For this is what the Lord himself said, and I pass it on to you just as I received it. On the night when he was betrayed, the Lord Jesus took a loaf of bread, and when he had given thanks, he broke it and said, "This is my body, which is given for you. Do this in remembrance of me." In the same way, he took the cup of wine after supper, saying, "This cup is the new covenant between God and you, sealed by the shedding of my blood. Do this in remembrance of me as often as you drink it." For every time you eat this bread and drink this cup, you are announcing the Lord's death until he comes again.
[Offering meditation]
“To God what is God's; to Caesar what is Caesar's.” This week we get a new Caesar. Or, as The Who might say, “Meet the new boss, same as the old boss.” For all the talk about Hope and Change, it's still Caesar we're talking about. He still doesn't deserve our hearts. Jesus says “Wherever your treasure is, there your heart will also be.” And yet, and yet, unless you're way more generous than me, Caesar gets more of your money than God does. In a state with 9.5% sales tax, with payroll taxes, property taxes, income taxes, and only an IRS agent knows what other taxes, Caesar sets the bar pretty high. We can't do much to change what Caesar demands of our checkbook. So unless your heart is happier in D.C. and Nashville than it is with God and His people, I guess we have to give more to the church.

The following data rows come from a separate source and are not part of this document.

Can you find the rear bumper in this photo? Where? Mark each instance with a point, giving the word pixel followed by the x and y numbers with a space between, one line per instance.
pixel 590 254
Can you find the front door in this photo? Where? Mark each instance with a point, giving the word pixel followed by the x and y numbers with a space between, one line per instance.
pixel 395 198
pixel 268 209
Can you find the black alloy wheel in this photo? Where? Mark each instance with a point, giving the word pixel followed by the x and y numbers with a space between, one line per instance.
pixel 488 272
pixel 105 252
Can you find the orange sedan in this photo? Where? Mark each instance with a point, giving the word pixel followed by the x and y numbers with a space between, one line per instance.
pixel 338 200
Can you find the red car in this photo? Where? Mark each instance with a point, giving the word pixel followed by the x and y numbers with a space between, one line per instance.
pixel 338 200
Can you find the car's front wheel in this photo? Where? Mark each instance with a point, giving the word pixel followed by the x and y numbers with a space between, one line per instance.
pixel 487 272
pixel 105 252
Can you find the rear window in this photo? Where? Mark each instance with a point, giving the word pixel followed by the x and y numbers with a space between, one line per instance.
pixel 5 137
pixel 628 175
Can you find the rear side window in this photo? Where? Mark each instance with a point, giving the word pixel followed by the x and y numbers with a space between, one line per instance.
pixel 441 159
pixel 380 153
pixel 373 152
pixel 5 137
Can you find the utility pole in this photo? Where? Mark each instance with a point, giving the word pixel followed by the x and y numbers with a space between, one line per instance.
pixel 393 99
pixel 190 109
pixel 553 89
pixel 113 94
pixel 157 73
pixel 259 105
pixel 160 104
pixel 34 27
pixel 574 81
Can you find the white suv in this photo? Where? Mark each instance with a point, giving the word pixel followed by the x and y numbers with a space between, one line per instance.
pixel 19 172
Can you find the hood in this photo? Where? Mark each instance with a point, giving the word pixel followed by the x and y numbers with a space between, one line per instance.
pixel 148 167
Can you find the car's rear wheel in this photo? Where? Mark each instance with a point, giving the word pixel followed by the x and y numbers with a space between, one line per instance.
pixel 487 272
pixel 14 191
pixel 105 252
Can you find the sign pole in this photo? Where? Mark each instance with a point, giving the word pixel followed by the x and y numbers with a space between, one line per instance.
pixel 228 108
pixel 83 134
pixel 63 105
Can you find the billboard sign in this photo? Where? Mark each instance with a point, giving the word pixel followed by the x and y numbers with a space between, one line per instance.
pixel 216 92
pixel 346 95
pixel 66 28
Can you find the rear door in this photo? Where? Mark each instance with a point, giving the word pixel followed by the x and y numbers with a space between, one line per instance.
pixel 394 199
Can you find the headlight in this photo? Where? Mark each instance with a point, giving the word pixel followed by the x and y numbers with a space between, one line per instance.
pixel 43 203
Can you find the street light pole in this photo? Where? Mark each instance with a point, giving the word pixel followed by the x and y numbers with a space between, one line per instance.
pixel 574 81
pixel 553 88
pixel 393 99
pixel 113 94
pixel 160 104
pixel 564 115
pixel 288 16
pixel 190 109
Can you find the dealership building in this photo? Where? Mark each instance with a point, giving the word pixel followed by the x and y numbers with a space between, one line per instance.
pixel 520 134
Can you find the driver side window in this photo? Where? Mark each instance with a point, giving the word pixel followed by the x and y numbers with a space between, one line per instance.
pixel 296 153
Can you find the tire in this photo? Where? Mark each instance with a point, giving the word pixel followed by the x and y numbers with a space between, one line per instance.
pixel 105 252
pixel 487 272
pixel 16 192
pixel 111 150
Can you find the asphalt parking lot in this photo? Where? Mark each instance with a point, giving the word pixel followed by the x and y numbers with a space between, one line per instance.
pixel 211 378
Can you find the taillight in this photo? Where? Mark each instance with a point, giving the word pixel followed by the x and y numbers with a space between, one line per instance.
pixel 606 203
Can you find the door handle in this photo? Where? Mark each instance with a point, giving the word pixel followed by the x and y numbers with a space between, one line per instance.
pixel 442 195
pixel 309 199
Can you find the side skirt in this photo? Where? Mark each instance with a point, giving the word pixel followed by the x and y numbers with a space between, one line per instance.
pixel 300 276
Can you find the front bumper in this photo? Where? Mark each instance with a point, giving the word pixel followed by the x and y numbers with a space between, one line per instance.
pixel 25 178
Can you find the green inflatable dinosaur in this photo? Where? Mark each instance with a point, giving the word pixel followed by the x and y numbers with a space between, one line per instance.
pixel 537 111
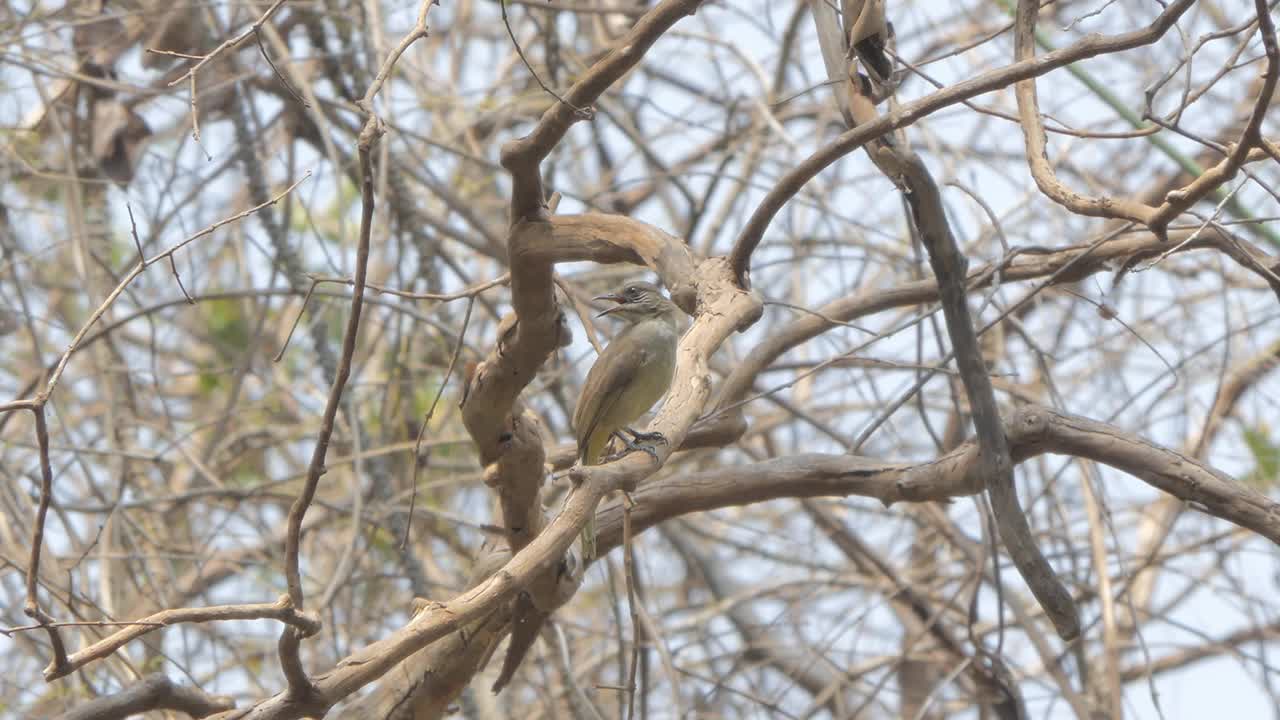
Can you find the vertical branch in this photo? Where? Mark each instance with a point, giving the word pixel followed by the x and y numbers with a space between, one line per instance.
pixel 996 466
pixel 37 541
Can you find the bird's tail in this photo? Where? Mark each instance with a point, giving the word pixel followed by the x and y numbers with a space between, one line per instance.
pixel 588 540
pixel 590 456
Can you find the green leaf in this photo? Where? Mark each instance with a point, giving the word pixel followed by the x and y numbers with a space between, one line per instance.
pixel 1266 458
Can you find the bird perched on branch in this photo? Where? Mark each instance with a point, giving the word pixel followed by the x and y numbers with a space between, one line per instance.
pixel 631 374
pixel 868 36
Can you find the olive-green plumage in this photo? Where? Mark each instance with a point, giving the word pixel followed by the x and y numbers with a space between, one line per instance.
pixel 631 374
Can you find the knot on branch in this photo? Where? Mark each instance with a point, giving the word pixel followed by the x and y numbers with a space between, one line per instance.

This is my semi-stealth, anti-Obama meditation. Researching for this meditation helped me find some real-world examples of people who are passionate about helping the poor, but are also "rabidly conservative." This would sadly be a shock to a lot of people, who blithely associate conservatism with the calloused and greedy, who oppress the poor, hang them out to dry, or just leave them to fend for themselves. My personal experience (as well as my study of the underlying philosophies of both sides of the debate) has provided plenty of examples that would disprove those stereotypes, and even reverse the roles (liberals oppressing the poor, etc.).